Summary judgment is appropriate if "the pleadings, depositions, answers to interrogatories, and admissions on file, together with the affidavits, if any, show that there is no genuine issue as to any material fact and that the moving party is entitled to judgment as a matter of law." Fed.R.Civ.P. 56(c). The moving party bears the initial burden of demonstrating the absence of an issue of material fact. Celotex Corp. v. Catrett, 477 U.S. 317, 323 (1986). Once the moving party has met this initial burden, the burden shifts to the non-moving party to set forth specific facts showing a genuine issue exists for trial. Fed.R.Civ.P. 56(e); Hernandez v. Spacelabs Med. Inc., 343 F.3d 1107, 1112 (9th Cir. 2003). Where the evidence, viewed in the light most favorable to the non-moving party, presents a genuine issue of material fact, then summary judgment must be denied. Fontana v. Haskin, 262 F.3d 871 (9th Cir. 2001).

B. Most of Plaintiff's Claims Survive Summary Judgment.

Defendants assert that they are entitled to summary judgment on Exendine's claims against Soderstrom and Sawtelle under 42 U.S.C. § 1983 for false arrest and excessive force because Exendine's arrests were supported by probable cause and the force used was reasonable. Because Defendants contend that the arrests and the use of force were lawful, they also contend that the other related tort claims must be dismissed.

A plaintiff may bring a claim under Section 1983 to redress violations of his or her "rights, privileges, or immunities secured by the Constitution or [federal] laws" by a person or entity acting under the color of state law. 42 U.S.C. § 1983; Awabdy v. City of Adelanto, 368 F.3d 1062, 1066 (9th Cir. 2004). The Constitution protects a suspect from warrantless arrest unless there is probable cause for a law enforcement officer to believe that a criminal offense has been or is being committed. Devenpeck v. Alford, 453 U.S. 146, 152 (2004).

The Constitution also protects a suspect from the officer's use of excessive force in the course of an arrest. Graham v. Connor, 490 U.S. 386, 395 (1989). To determine whether force is excessive, a court must balance the amount of force used against the governmental interests at stake. Davis v. City of Las Vegas, 478 F.3d 1048, 1054 (2007). A court's evaluation of governmental interests at issue in a particular case should include an assessment of the Graham factors, which include the severity of the crime, whether the suspect poses a threat to the safety of the officers, and whether the suspect attempts to flee or actively resists arrest. Id. (citing Graham, 490 U.S. at 396).
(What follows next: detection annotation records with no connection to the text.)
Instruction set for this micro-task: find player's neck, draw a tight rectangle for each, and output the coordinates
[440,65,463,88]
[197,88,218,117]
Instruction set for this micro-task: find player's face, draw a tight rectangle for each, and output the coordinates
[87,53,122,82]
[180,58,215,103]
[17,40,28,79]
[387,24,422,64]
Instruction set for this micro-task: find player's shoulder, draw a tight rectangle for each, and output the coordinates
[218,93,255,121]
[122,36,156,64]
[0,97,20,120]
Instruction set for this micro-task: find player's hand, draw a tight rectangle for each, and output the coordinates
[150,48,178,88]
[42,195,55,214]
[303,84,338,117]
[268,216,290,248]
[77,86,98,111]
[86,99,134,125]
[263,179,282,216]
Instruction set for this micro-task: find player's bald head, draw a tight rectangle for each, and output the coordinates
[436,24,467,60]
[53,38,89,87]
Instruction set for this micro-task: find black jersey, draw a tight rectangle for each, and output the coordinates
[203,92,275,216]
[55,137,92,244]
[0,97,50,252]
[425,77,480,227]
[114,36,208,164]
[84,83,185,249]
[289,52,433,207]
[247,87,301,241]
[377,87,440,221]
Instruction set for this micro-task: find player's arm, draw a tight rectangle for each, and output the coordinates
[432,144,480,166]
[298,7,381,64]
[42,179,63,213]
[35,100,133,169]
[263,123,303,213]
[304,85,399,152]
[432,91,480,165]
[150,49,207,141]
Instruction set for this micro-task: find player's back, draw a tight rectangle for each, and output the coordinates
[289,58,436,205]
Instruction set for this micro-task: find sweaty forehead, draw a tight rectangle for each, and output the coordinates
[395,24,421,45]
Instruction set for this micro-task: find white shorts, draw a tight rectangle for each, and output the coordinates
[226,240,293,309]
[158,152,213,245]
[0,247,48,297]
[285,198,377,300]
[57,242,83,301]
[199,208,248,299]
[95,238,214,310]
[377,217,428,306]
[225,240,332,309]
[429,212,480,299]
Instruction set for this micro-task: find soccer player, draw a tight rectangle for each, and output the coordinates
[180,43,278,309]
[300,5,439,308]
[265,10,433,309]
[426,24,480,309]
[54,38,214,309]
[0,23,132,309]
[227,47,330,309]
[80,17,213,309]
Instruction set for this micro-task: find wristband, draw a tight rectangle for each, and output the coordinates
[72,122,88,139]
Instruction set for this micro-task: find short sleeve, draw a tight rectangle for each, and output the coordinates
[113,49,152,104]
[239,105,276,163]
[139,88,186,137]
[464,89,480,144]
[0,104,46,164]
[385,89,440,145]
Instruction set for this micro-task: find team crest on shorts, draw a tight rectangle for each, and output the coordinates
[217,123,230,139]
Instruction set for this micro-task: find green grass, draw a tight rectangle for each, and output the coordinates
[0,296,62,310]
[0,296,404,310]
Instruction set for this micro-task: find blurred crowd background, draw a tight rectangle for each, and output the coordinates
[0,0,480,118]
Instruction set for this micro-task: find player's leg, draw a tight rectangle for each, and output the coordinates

1. There are Disputed Issues of Material Fact Regarding Probable Cause and Excessive Force.

As noted earlier in this order, Exendine and the deputies present versions of the facts that differ in many ways, some of them material and some not. One material fact dispute is whether the deputies had reason to believe that Exendine committed a traffic infraction before he was pulled over on May 3. Assuming he did not, as he contends, the deputies had no reason to initiate contact with Exendine. Defendants argue that Exendine's assertions should not be believed because the court would be required "to believe that two experienced law enforcement officers initiated a traffic stop for no apparent reason and then lied about it under oath both in sworn deposition testimony and declarations signed under the penalty of perjury." Defts.' Reply at 6. This is true, but believing the deputies' assertions would require the court to believe that Exendine and his wife lied under oath. This credibility determination must be made by the fact-finder at trial, not on a summary judgment motion. See Smith v. City of Hemet, 394 F.3d 689, 701 (9th Cir. 2005) (holding that summary judgment is inappropriate in cases that turn on credibility determinations).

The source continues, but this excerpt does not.